Intraperitoneal gemcitabine pharmacokinetics

A pilot and pharmacokinetic study in patients with advanced adenocarcinoma of the pancreas

T. Clark Gamblin, Merrill J. Egorin, Eleanor G. Zuhowski, Theodore F. Lagattuta, Laurie L. Herscher, Angelo Russo, Steven K. Libutti, H. Richard Alexander, Robert L. Dedrick, David L. Bartlett

Research output: Contribution to journalArticle

11 Citations (Scopus)

Abstract

Background: The pyrimidine analogue gemcitabine (2′, 2′-difluorodeoxycitidine, dFdC) is active against pancreatic cancer, and its high clearance (CLtb) and low incidence of local toxicity make it an excellent candidate for evaluation as intraperitoneal (IP) therapy.
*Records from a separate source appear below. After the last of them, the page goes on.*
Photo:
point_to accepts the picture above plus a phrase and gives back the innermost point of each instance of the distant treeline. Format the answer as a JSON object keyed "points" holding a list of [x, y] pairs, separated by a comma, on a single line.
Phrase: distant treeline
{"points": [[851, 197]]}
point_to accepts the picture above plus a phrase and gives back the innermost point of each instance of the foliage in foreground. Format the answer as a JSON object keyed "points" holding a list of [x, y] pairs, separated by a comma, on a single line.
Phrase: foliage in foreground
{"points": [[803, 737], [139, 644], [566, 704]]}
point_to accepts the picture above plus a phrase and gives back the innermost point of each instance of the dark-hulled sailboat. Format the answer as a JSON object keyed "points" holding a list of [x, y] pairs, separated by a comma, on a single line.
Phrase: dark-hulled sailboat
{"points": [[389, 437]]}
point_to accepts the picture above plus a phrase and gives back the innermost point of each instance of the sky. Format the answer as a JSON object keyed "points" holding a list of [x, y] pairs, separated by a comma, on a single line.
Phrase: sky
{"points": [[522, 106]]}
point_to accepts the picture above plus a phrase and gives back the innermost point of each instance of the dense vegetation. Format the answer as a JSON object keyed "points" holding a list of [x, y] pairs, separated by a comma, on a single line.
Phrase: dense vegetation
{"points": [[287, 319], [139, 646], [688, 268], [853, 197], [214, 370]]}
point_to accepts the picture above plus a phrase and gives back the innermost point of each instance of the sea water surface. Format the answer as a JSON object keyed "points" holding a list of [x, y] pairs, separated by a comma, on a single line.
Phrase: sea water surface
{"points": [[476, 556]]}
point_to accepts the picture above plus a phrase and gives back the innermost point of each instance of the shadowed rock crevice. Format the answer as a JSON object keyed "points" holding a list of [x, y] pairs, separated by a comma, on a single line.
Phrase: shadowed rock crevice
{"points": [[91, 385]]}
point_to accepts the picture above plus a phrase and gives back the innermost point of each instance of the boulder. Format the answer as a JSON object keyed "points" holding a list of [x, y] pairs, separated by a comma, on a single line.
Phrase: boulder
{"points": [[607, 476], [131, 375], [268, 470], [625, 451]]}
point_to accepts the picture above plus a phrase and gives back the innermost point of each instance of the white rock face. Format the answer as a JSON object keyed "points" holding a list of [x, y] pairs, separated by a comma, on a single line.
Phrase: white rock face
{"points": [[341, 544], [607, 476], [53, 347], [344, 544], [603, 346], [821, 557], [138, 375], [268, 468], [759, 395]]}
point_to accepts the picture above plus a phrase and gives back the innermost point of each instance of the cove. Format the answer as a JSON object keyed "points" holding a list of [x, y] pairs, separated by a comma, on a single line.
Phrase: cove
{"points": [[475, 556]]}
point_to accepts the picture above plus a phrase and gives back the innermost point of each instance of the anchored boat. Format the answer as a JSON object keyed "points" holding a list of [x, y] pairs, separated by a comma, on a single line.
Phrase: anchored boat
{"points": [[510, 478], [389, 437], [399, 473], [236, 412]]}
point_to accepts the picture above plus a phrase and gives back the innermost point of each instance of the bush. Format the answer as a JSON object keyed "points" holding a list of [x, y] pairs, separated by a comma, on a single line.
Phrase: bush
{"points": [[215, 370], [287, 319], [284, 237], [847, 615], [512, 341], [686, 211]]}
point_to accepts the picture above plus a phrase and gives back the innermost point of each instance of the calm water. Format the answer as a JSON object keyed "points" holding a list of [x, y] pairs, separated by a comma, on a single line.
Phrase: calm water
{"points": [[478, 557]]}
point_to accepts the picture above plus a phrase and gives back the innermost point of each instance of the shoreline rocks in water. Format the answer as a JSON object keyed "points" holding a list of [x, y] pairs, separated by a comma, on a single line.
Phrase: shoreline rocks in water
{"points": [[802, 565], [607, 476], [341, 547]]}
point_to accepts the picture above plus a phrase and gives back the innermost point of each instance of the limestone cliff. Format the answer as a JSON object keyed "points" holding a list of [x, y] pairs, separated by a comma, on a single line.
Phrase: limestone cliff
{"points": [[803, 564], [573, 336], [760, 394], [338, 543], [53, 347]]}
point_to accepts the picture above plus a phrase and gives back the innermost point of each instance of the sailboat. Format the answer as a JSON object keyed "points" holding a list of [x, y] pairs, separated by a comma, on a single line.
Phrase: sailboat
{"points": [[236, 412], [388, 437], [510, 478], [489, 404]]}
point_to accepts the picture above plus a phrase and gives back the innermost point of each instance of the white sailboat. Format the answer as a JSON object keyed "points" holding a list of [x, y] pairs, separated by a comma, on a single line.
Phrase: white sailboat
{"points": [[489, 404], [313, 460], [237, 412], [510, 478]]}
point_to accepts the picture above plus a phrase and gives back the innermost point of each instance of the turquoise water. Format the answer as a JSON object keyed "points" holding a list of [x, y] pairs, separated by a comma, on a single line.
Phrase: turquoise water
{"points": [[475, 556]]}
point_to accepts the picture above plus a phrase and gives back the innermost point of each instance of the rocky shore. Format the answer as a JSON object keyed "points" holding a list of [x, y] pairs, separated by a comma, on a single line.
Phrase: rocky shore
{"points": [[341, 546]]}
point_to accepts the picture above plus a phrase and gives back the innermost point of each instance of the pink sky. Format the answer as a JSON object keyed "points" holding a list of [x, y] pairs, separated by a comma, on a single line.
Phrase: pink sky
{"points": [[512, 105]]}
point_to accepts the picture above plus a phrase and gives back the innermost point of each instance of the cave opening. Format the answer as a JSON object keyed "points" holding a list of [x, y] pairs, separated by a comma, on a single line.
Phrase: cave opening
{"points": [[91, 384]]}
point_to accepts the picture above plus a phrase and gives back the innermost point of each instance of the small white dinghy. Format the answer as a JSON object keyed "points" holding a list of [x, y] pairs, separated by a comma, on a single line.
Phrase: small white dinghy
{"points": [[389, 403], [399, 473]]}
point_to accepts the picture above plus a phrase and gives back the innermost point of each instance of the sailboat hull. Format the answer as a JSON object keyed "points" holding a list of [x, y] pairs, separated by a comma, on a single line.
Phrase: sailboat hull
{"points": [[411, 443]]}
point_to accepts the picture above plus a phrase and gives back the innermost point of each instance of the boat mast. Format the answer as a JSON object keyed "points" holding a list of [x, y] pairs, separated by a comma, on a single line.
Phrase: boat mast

We designed a dosing schema that used multiple sequential exchanges of a peritoneal dialysate containing dFdC in an effort to produce prolonged IP dFdC exposure. Methods: As part of a study involving multi-modality therapy for advanced pancreatic adenocarcinoma, patients were treated with four 6-h IP dwells of dFdC (50 mg/m2 in 2 l) over a 24-h period. A second 24-h cycle of IP dFdC therapy was repeated 1 week later. Each exchange of dialysate contained 50 mg/m2 dFdC in 2 l of commercial 1.5% dextrose dialysis solution. Plasma and peritoneal fluid were analyzed by HPLC to determine concentrations of dFdC and its inactive metabolite 2′, 2′ difluorodeoxyuridine (dFdU). Clinical data were recorded to note drug toxicity and response. Results: Nine patients underwent IP dFdC therapy, and eight were able to receive two cycles. There were no recorded significant toxicities. Low plasma dFdC concentrations (<1 μg/ml) were present transiently in seven of nine patients, and dFdC was not detectable in the plasma of the other two. Plasma dFdU concentrations were low but increased gradually until 12 h and then declined little if any. IP dFdC concentrations declined rapidly, and dFdC was seldom measurable prior to administration of the next scheduled 6-h dwell. dFdU concentrations in peritoneal fluid were very low (<0.5 μg/ml) throughout treatment. The mean area under the concentration versus time curve (AUC) for dFdC in peritoneal fluid was 182 μg/ml x h, which was approximately 70x the AUC of dFdC reported in the ascites of a patient undergoing systemic dFdC therapy. Conclusions: IP dFdC was well tolerated, and no significant toxicities were noted. The rapid decrease in peritoneal dFdC concentrations and low concentrations of IP dFdU imply almost total absorption of IP-administered dFdC. Little, if any, dFdC could be detected in plasma, but the steady-state plasma dFdU concentrations also imply absorption and inactivation of virtually all IP-administered dFdC. These findings are consistent with the known high CL tb and low incidence of local toxicity of dFdC and argue for its further evaluation as a drug for IP therapy.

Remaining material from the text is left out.